Considerato che il Tribunale di Torino, nel sollevare la questione in esame, si è limitato a specificare che la diffida per il rilascio immediato dell’immobile era stata inoltrata nei confronti del ricorrente in quanto ritenuto occupante senza titolo;

che l’ordinanza di rimessione ha riportato le argomentazioni difensive dell’Agenzia per la casa della Provincia di Torino - secondo cui la defunta assegnataria dell’alloggio in questione aveva sempre dichiarato, nei censimenti ufficiali, di vivere da sola, mentre l’odierno ricorrente avrebbe trasferito la propria residenza nell’alloggio soltanto dopo la morte della convivente assegnataria - senza in alcun modo prendere posizione in ordine alla fondatezza ditali rilievi preliminari;

che il giudice a quo, pertanto, non ha specificato le circostanze di fatto necessarie al corretto inquadramento della fattispecie, in particolare omettendo di chiarire se il ricorrente convivesse more uxorio con la defunta già da due anni prima della pubblicazione del bando di concorso per l’assegnazione dell’alloggio di edilizia sovvenzionata - requisito da ritenersi indispensabile per avere titolo alla successione di cui all’art. 15, comma 1, della legge della Regione Piemonte n. 46 del 1995 - ovvero se il medesimo avesse goduto dell’ospitalità temporanea prevista dall’art. 32 della legge impugnata ed aspirasse ad essere incluso nel nucleo familiare dell’assegnataria, onde avere diritto al subentro, secondo quanto previsto da tale ultima disposizione;

che tali carenze nella descrizione della fattispecie sub iudice si traducono in una non sufficiente motivazione sulla rilevanza della questione;

che, peraltro, neppure la non manifesta infondatezza della questione risulta chiaramente motivata, in quanto non sono esplicitate le ragioni che inducono il remittente a sostenere la necessità di una lettura combinata delle tre disposizioni in oggetto, tale per cui i requisiti indicati dall’impugnato art. 32, per consentire la successione nell’assegnazione dell’alloggio in questione, dovrebbero considerarsi applicabili anche alla diversa ipotesi successoria di cui agli artt. 3, comma 1, lettera b), e 15, comma 1, della legge della Regione Piemonte n. 46 del 1995;

che la questione va, pertanto, dichiarata manifestamente inammissibile (v., da ultimo, ordinanze n. 122 del 2004, n. 373 e n. 320 del 2003).

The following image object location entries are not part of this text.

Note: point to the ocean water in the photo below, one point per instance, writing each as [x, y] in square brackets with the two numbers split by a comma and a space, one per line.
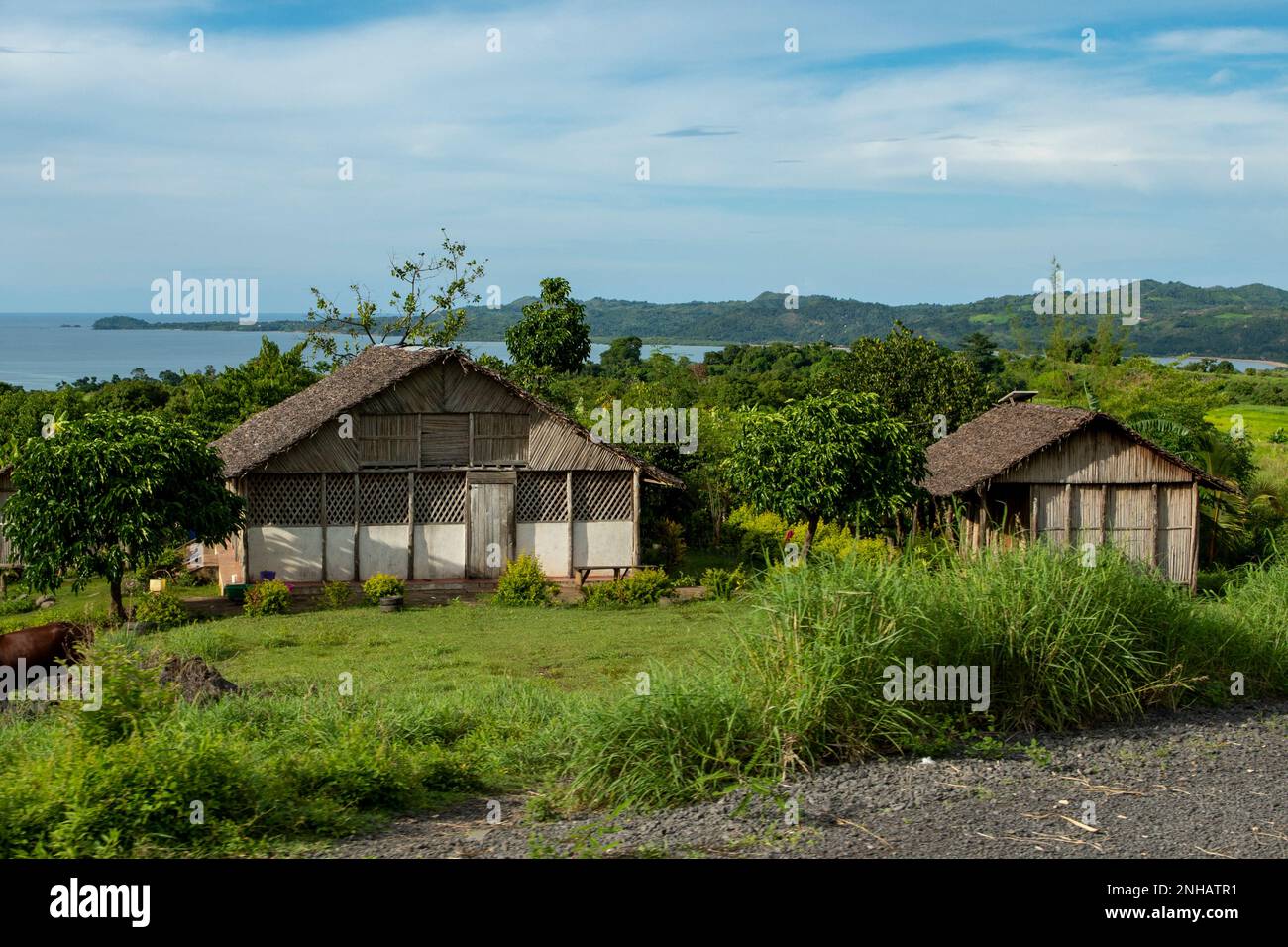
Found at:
[42, 350]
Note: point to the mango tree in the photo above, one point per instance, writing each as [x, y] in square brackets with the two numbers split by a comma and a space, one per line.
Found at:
[837, 458]
[108, 492]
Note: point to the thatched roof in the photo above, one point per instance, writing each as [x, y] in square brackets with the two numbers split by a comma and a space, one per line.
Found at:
[374, 369]
[1009, 434]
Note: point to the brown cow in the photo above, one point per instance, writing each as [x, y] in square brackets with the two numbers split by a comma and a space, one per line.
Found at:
[44, 644]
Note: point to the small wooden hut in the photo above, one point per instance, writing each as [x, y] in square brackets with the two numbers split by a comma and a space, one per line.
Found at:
[423, 464]
[1024, 472]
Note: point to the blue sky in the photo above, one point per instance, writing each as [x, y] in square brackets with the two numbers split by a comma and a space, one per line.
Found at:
[767, 167]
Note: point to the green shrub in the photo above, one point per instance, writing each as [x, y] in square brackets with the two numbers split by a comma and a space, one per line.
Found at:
[168, 565]
[724, 583]
[161, 608]
[133, 697]
[382, 585]
[18, 604]
[523, 582]
[271, 596]
[760, 535]
[643, 587]
[666, 544]
[335, 595]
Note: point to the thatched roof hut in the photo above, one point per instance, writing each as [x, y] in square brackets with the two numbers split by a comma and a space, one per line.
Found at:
[424, 464]
[1025, 472]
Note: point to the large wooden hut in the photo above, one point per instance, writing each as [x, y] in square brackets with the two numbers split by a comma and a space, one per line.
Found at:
[1024, 472]
[423, 464]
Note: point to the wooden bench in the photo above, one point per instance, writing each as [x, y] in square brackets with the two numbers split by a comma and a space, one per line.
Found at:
[618, 573]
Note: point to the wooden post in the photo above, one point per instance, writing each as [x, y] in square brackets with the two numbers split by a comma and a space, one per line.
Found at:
[245, 491]
[1104, 514]
[1153, 525]
[1033, 512]
[411, 525]
[635, 517]
[568, 510]
[980, 518]
[357, 518]
[322, 521]
[1068, 514]
[1194, 536]
[468, 525]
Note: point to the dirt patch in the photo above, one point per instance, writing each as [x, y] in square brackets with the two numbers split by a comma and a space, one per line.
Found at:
[196, 680]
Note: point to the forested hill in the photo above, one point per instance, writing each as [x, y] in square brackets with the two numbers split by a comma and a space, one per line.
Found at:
[1248, 321]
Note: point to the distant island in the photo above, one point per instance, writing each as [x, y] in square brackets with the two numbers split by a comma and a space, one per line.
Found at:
[1243, 322]
[228, 325]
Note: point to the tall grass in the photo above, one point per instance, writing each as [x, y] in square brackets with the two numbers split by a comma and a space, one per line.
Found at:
[1067, 646]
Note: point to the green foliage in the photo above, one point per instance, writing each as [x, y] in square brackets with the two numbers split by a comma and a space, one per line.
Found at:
[724, 583]
[110, 492]
[622, 357]
[121, 781]
[980, 351]
[915, 380]
[1067, 647]
[523, 582]
[167, 565]
[161, 608]
[217, 403]
[133, 697]
[18, 604]
[271, 596]
[335, 595]
[553, 334]
[642, 587]
[836, 458]
[425, 316]
[666, 543]
[382, 585]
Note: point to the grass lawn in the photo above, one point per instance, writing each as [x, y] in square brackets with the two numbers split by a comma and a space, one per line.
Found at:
[1258, 423]
[88, 604]
[436, 651]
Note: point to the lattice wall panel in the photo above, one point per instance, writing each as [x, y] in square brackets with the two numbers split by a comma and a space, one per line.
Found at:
[382, 497]
[541, 497]
[339, 499]
[284, 500]
[599, 496]
[441, 497]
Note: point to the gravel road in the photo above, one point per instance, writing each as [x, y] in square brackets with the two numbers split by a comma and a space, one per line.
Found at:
[1201, 784]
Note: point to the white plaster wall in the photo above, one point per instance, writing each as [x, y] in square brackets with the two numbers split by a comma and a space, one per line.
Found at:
[548, 541]
[603, 544]
[294, 553]
[339, 553]
[382, 549]
[439, 551]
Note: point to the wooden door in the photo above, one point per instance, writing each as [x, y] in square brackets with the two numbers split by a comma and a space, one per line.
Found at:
[490, 527]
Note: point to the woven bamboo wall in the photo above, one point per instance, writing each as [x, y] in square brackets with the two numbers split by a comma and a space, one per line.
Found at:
[430, 420]
[1098, 455]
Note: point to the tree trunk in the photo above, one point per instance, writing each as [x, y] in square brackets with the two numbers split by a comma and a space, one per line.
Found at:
[116, 611]
[809, 536]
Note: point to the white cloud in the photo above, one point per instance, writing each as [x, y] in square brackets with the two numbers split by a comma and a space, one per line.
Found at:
[1223, 42]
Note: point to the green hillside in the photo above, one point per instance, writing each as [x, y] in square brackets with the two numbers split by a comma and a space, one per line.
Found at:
[1248, 321]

Visti gli artt. 26, secondo comma, della legge 11 marzo 1953, n. 87, e 9, secondo comma, delle norme integrative per i giudizi davanti alla Corte costituzionale.

Per questi motivi

LA CORTE COSTITUZIONALE

dichiara la manifesta inammissibilità della questione di legittimità costituzionale degli artt. 3, comma 1, lettera b), 15, comma 1, e 32, comma 1, lettera b), e commi 6 e 7, della legge della Regione Piemonte 28 marzo 1995, n. 46 (Nuove norme per le assegnazioni e per la determinazione dei canoni degli alloggi di edilizia residenziale pubblica), sollevata, in riferimento agli artt. 2, 3, 24, 97, 111 e 117 della Costituzione, dal Tribunale di Torino con l’ordinanza indicata in epigrafe.

Così deciso in Roma, nella sede della Corte costituzionale, Palazzo della Consulta, il 26 maggio 2004.